Mixing microprocessors and FPGAs is a natural way to blend programmability with high-performance computing. In the past, these devices typically were combined with the microcontroller or microprocessor in one chip and the FPGA in another. These days the FPGA is more likely to contain one hard-core or soft-core processor or more than not, bringing programmable control closer to the custom logic of the FPGA fabric.
In general, the FPGA fabric consists of a regular collection of lookup table (LUT) blocks, storage blocks, clocks, and an interconnect. In addition, interface ports are attached to the interconnect. Hard logic can be added to this mix, ranging from high-speed serializers-deserializers (SERDES) to interfaces such as PCI or PCI Express. FPGAs can be programmed to provide a range of standard interfaces such as serial peripheral interface (SPI), serial, and parallel ports.
FPGA programming interfaces differ depending on the technology. Flash-based FPGAs have on-board flash storage that retains the system configuration. RAM-based FPGAs utilize off-chip storage, typically a serial flash chip, that’s loaded into RAM when the system starts up.
These interfaces allow an off-chip processor to interface to the FPGA. Dynamic reprogramming of an FPGA by an off-chip processor is possible, though normally an FPGA configuration will be fixed for a particular system. Still, a complete system reset is relatively easy if the new configuration file is available and the latest crop of FPGAs supports partial reconfiguration (see “Climb On Board Next-Generation FPGAs” at electronicdesign.com).
Off-Chip And On-Chip
Having off-chip processors use hard or soft on-chip interfaces is academic but potentially less efficient than if the processor is on the FPGA since both the FPGA and processor require additional interfaces. There is also the footprint issue. An off-chip processor solution requires at least one more chip than the FPGA. Higher-performance processors often have additional support chips from memory to controllers that add to a solution’s footprint.
Having a processor on-chip saves space. It also can reduce interface limitations and interface power requirements as well as provide a more intimate interaction between logic in the FPGA fabric and the processor. In the latter case, a special processor instruction might invoke an operation or access the results of computations or actions being handled by the fabric.

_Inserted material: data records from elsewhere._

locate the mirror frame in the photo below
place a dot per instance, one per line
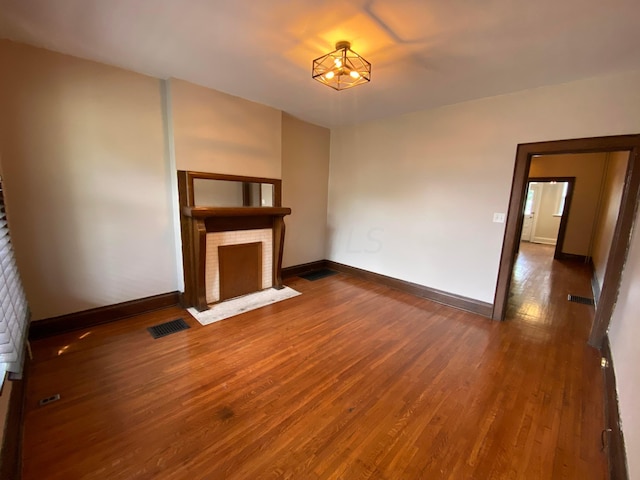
(189, 177)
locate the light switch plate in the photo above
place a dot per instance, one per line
(498, 217)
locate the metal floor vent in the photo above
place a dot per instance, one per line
(168, 328)
(318, 274)
(48, 400)
(579, 299)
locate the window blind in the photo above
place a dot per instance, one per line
(13, 304)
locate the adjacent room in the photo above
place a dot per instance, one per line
(319, 240)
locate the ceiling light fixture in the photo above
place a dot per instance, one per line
(341, 69)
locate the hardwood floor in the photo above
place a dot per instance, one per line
(350, 380)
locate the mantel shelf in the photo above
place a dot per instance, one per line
(205, 212)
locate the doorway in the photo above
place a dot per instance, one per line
(547, 206)
(622, 231)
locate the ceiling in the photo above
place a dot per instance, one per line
(425, 53)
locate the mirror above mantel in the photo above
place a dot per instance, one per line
(218, 211)
(218, 190)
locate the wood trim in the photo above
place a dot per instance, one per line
(97, 316)
(614, 439)
(449, 299)
(187, 178)
(620, 241)
(301, 269)
(278, 232)
(572, 257)
(564, 219)
(206, 212)
(11, 452)
(595, 286)
(619, 248)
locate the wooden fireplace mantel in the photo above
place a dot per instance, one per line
(196, 222)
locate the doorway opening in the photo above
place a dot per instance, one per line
(546, 211)
(621, 233)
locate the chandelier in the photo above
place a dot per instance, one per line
(341, 69)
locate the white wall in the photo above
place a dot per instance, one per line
(82, 152)
(608, 212)
(219, 133)
(305, 173)
(624, 332)
(413, 196)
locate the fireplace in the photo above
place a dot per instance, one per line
(234, 243)
(229, 251)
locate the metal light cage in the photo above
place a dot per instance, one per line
(341, 69)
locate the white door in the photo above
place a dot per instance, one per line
(529, 212)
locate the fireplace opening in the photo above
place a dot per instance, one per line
(240, 268)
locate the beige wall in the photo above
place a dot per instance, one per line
(624, 333)
(613, 185)
(413, 196)
(219, 133)
(589, 171)
(305, 173)
(82, 152)
(4, 408)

How this is done and the level of interaction differ based on whether the processor is a hard core or a soft core. FPGA hard-core logic has the advantage of efficiency while soft-core logic, implemented in the FPGA fabric, offers flexibility. Hard-core processors typically match the architecture and efficiency of a standalone processor or microcontroller. Soft-core processors must be implemented using LUTs. It’s possible to take a standard processor architecture and implement it as a soft-core design, but it means force-fitting the design to the FPGA. This is one reason for cores designed specifically for FPGA deployment.
Xilinx’s MicroBlaze and PicoBlaze (see “Soft Processors Raise Performance Levels” at electronicdesign.com) as well as Altera’s NIOS (see “Stick It With NIOS II” at electronicdesign.com) are FPGA vendor-supplied soft cores. Software vendors even target these soft cores such as the LynuxWorks BlueCat Linux Micro Edition for Xilinx’s MicroBlaze (see “RTOS Targets FPGA Soft Cores” at electronicdesign.com). Several standard processor architectures such as Arm’s Cortex-M1 target FPGAs as well.
Hard-Core Processors and FPGAs
Intel’s E600C (Fig. 1) comprises two separate components, an Intel Atom and an Altera FPGA, in a single package (see “Configurable Platform Blends FPGA With Atom” at electronicdesign.com). Internally the two are primarily connected via a pair of PCI Express SERDES. I/O pins for both are exposed to the outside world with a few linked internally.
For all intents and purposes from a developer’s perspective, the E600C can be considered a one-chip version of the two chips. This puts the E600C into a different class compared to FPGAs with embedded hard-core processors.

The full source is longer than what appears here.